What do I do when I’m not practising, you ask? I swim, work out, explore the wilderness, go do something fun (such as rock climbing, high ropes, going to a trampoline park), something that makes me happy that I’m on a break!
Set a time limit when practising
If you have many things you need to do, it may seem like too much work over the summer. Maybe try and achieve small goals in your practise session. Set a time limit, let’s say five minutes on each task, and work on scales, for instance. Then, set five more minutes, and work on arpeggios, first inversion. There are so many things you can work on with just five minutes.
Practise in small passages
Decided on your pieces but struggling with taking on board the whole picture? Try breaking it down and going slow. Take baby steps. Start focusing on a section, or a phrase each time. A passage might be interesting enough for you to keep repeating it, or you could try another new passage.
Cut your piece into pieces!
This was a super cool idea that my friend thought of for practising new pieces. She cuts out all the phrases in her chosen piece that she is going to practise, puts them in a hat, draws a random passage from the hat, and practises it. When finishing practising the phrases, she sticks all of them back. Pretty cool idea. Although, I think it would be best to make an extra copy of your chosen piece you are planning to practise beforehand. Haha!
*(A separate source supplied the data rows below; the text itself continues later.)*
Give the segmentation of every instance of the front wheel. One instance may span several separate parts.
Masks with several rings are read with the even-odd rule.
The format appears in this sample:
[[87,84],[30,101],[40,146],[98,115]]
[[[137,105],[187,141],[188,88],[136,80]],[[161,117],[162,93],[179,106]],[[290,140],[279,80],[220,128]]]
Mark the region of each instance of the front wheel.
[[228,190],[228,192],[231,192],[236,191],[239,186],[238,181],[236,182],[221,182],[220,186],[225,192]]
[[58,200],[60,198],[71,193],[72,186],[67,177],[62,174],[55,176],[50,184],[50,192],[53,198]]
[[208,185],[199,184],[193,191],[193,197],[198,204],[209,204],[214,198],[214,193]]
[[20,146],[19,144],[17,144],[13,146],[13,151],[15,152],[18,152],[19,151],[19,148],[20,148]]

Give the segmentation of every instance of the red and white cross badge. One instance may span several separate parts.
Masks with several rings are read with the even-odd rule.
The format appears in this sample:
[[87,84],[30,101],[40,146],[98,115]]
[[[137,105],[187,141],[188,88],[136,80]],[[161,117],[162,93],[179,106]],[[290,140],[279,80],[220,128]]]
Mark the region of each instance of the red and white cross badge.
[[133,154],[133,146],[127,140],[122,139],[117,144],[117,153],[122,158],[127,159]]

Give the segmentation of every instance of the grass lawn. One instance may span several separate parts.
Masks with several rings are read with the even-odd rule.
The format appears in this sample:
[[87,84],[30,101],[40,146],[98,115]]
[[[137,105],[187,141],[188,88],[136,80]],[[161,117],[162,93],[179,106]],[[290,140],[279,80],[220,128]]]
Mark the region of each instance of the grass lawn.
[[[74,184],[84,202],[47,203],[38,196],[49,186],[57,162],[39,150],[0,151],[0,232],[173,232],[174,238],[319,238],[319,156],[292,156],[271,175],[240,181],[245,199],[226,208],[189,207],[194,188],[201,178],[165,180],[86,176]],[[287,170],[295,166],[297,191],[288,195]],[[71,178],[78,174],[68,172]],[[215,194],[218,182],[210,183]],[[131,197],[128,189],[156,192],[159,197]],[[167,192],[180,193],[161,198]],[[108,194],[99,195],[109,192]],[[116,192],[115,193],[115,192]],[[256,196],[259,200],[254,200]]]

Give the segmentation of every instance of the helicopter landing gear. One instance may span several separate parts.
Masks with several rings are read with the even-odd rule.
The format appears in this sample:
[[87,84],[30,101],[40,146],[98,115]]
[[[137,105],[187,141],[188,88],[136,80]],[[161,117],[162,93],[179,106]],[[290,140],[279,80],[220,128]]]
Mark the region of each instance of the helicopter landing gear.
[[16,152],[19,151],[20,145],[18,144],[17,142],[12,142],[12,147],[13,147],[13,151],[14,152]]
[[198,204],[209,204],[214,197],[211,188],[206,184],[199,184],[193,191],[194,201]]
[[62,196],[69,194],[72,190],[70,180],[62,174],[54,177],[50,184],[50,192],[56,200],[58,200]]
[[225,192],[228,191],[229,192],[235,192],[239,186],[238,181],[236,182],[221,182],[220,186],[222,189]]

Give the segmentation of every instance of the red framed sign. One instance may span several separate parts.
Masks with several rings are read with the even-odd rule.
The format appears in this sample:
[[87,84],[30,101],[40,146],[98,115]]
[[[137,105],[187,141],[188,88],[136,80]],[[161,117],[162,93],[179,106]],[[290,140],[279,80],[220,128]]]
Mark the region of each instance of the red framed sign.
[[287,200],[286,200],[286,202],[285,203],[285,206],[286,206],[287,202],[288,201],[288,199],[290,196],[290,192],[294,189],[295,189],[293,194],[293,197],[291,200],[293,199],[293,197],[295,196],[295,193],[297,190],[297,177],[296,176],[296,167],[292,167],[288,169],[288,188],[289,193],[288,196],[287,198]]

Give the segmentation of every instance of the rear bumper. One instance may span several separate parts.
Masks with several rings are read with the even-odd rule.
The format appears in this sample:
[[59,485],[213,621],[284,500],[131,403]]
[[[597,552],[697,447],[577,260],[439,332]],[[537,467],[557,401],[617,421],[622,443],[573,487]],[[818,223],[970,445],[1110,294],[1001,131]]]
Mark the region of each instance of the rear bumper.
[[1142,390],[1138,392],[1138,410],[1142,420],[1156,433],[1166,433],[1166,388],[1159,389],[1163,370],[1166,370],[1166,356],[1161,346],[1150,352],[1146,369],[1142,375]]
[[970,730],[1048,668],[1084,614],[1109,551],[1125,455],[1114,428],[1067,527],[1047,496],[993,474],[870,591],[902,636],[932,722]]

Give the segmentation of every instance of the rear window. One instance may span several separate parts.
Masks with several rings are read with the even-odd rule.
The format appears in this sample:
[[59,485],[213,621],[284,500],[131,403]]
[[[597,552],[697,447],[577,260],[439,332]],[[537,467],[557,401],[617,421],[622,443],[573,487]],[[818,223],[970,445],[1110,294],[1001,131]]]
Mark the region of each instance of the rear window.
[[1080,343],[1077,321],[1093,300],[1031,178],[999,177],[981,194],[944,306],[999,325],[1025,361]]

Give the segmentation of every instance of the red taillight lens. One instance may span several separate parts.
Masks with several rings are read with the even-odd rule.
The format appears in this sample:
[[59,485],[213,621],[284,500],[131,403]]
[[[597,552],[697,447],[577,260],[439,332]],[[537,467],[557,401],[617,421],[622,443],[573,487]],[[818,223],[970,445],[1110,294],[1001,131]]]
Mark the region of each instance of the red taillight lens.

Get motivated and inspired to practise!
Go watch some anime that is music-related such as 'Shigatsu wa Kimi so no Uso' (Your Lie in April), and 'Nodame Cantabile'. Go hang some inspirational, motivational quotes on in your bedroom, or your practise space. Do something that makes you think, “Yeah! I’m going to practise now!”
Analysing your pieces
I reckon one of the most important things to do as a music student is analysis. Whenever I analyse my pieces, I look for harmonic structure, the type of structure the piece is in, what are the non-harmonic tones are involved, musical direction, and all sorts of things. I think that is the best way to keep yourself productive during the summer break. Plus, you get a chance to look at your score from a different perspective, and also look at what the composer is intending to evoke.